Scores of concerned farmers descended on Canberra on Tuesday, urging Federal Labor to rethink its plan to build hundreds of kilometres of poles and wires through regional Victoria.
The farmers invited by Member for Mallee, Dr. Anne Webster, met with the Nationals leader David Littleproud, shadow ministers and senators, with Dr. Webster saying Mallee communities were being railroaded into accepting the $3.3 billion Victoria to New South Wales Interconnector West (“VNI West”) project.
“I am deeply concerned for the region and fear Labor is railroading the community over thousands of kilometres of prime farmland and irrigation districts for a project that will have an enormous cost blow-out and detrimental consequences,” Dr. Webster said.
“That’s why I invited these farmers from my Mallee electorate to come to Canberra today so they could be seen and heard.
“The Nationals firmly believe Labor is making a huge mistake, which is how eminent professors Bruce Mountain and Simon Bartlett described it.
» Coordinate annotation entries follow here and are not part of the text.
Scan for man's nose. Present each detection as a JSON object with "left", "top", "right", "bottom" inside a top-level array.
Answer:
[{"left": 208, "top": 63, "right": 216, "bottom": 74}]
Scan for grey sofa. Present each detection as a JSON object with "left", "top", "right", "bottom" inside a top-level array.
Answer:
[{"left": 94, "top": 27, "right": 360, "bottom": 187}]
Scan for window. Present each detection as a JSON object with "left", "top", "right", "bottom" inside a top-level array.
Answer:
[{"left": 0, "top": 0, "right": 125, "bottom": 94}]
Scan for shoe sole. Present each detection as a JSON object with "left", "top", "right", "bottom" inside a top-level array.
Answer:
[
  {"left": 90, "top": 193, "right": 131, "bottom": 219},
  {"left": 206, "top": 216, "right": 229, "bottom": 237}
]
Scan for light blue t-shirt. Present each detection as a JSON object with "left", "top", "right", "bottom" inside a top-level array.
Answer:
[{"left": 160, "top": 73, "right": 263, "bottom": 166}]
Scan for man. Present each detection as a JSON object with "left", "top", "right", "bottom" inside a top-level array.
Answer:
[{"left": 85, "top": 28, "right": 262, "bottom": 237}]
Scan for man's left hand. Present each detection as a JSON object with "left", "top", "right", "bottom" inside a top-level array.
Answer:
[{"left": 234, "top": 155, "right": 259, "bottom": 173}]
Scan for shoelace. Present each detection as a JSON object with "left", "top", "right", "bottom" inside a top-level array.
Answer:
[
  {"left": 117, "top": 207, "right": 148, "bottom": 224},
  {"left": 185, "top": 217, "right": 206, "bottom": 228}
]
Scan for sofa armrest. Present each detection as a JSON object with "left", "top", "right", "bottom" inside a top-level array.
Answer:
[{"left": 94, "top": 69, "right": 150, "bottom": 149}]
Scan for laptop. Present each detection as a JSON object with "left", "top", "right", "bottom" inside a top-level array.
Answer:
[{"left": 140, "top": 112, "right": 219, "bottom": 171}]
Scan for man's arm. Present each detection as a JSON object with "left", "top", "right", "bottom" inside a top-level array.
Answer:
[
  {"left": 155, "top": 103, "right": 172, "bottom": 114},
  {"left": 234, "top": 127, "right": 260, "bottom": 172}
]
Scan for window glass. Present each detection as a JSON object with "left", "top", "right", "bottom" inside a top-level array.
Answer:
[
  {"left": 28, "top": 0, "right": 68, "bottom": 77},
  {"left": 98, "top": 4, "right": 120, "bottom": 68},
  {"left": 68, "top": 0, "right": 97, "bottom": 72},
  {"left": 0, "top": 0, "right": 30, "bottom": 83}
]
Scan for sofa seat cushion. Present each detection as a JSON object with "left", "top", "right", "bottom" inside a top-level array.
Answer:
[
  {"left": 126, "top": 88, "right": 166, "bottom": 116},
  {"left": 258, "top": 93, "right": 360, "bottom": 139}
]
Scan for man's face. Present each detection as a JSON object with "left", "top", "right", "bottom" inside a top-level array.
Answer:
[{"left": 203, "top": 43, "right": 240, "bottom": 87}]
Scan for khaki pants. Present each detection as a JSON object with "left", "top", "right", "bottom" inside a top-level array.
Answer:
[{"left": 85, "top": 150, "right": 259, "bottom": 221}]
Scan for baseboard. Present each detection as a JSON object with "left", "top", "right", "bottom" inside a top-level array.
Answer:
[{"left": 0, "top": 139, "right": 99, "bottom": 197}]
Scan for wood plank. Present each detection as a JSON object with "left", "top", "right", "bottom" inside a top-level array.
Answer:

I urge Labor to reconsider. These transmission lines will be devastating for regional Victoria, farmers and their communities.”
“Labor’s reckless race to 82 per cent renewables by 2030 means 28,000 kilometres of transmission lines will rip up native vegetation and prime agricultural land,” Mr Littleproud said.
“Labor can’t confirm how much land will be required, how much it will cost and who will be affected.
“Common sense needs to prevail. We’ve got sovereignty of all our resources. We don’t need to strip away prime agricultural land and knock down native bushland in the process. The decision to rewire the nation and fast-track the project has been done with little consultation. Farmers in the region are understandably outraged.
“The Nationals believe a Senate enquiry into the transmission lines the Labor Government intends to build is essential, to make sure that renewable projects have the social licence they need to operate in rural communities and that all alternatives are explored.”
Glengower farmer Glenden Watts said in Canberra on Tuesday that farmers like him in central Victoria were not opposed to renewables.
“In fact, farmers are leading the uptake of new technologies to better protect the environment and improve the productivity of our farming land, the food bowl of our nation,” he said.
“It’s the deceit, lies and plain disregard of their concerns that has the locals outraged.” Gre Gre South farmer Bill Baldwin said the changes to the area would be felt by the entire community.
“I am planning on spending the rest of my life farming and living off the land,” he said.
“If the community that we live in is destroyed by this infrastructure, it will have life changing impacts on our ability to grow food and clothe the world.”
This article appeared in The Buloke Times, 16 June 2023.